Eros definitely understood the need to alleviate boredom, there was nothing he hated more than that, apart from being called Cupid of course. Meeting Andrei had certainly given him something to think about because he simply couldn't shake the feeling that he knew him. Like really knew him, not only having met him before, but really knowing him. But he was also sure that he actually had met him for the first time at that film festival. Because hellooooo he would've recognized Mr Sex On Legs had truly met him before.
He'd started typing an email for at least a dozen times, but it seems he wasn't only bored but had lost his wits somewhere along the way, because everything he had typed up so far had bored him half to death. And he certainly wouldn't send something that made him seem like the palest figure on earth! He'd given up after half an hour or so and even went to one of his 'clubs' to check on things, just to keep himself busy for a while. And yes, to listen in a little on the moans and screams and pretend people still worshipped him. It was pathetic, really.
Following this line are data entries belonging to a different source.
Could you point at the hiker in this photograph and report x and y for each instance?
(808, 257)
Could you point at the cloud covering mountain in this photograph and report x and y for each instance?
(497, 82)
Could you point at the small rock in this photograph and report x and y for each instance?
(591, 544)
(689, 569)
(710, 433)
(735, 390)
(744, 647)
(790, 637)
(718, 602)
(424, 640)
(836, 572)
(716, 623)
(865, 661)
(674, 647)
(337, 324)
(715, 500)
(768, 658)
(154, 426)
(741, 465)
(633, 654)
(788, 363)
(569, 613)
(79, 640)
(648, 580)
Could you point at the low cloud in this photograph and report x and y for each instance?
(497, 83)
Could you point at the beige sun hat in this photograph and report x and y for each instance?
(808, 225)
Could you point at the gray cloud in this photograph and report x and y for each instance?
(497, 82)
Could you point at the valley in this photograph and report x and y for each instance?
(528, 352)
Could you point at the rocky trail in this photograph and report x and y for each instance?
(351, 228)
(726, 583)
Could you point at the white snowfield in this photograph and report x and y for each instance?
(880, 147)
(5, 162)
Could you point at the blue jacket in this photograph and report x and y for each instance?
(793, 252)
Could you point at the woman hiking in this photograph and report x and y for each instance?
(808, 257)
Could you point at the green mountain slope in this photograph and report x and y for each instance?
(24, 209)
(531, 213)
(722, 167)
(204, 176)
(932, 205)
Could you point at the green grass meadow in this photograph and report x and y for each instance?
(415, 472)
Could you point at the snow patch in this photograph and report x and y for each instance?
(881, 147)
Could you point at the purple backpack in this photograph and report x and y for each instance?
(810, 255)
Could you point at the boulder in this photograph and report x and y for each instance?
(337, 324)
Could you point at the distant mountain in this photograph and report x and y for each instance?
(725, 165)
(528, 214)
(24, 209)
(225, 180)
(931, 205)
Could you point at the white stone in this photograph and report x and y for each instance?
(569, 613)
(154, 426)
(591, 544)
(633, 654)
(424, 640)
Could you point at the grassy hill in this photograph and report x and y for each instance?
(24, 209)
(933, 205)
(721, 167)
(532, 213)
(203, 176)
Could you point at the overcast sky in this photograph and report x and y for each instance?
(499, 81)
So when the door bell rang he was up in nanoseconds to answer it. A grin spread on his lips when he opened it and found Pan outside, the look on his face telling him that he was far far away in the world of his fantasies. "Well look what the cat dragged in." he drawled, smirking. "Whose boobs were you thinking about this time?" Because when the former goat-legged god wore that expression it usually had something to do with boobs or pussies. Which probably was why they got along so well. "Coming to beg for one of my pretties, again?" he teased. He wasn't a heartless brute though, and for his fellow gods he usually made an exception, especially if he got something in return. And with Pan there was always something in for him as well.